Il avait laissé Tigris pour raccompagner Wein lorsque le prince était reparti vers son point de transit initial afin d’éviter que la nouvelle de leur rencontre clandestine ne s’ébruite.
« Toi, Tigris, et un mystérieux tiers, hein ? On dirait que notre rassemblement va être un sacré spectacle. »
« Vous êtes plutôt détendu, Gruyère », dit Wein en lui jetant un coup d’œil. « Est-ce que vous avez l’intention d’être le vote décisif ? N’oubliez pas que vous faites également partie du Rassemblement des Élus.

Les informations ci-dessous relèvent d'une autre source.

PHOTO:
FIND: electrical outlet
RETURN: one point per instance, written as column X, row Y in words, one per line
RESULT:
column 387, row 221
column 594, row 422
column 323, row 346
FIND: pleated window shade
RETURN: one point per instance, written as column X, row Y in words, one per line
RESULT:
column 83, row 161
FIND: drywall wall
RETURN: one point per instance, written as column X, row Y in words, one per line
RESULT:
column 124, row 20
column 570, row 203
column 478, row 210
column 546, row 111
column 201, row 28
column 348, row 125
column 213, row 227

Si vous regardez les autres s’amuser, vous risquez de vous retrouver sur le menu avant même de vous en rendre compte. »
Ces paroles incendiaires accentuèrent le sourire de Gruyère.
« Dans ce monde, les vies les plus gratifiantes s’amusent à se mettre en danger. Et n’oublie pas, Prince Wein. Le jour où je te ferais payer pour mon récent échec est plus tôt que tu ne le penses — . »
C’est ainsi que la réunion se termina de manière pacifique. Le lendemain, les groupes de Wein et de Gruyère se mirent en route pour Lushan, où les bêtes attendaient devant eux, pensant à leur querelle secrète.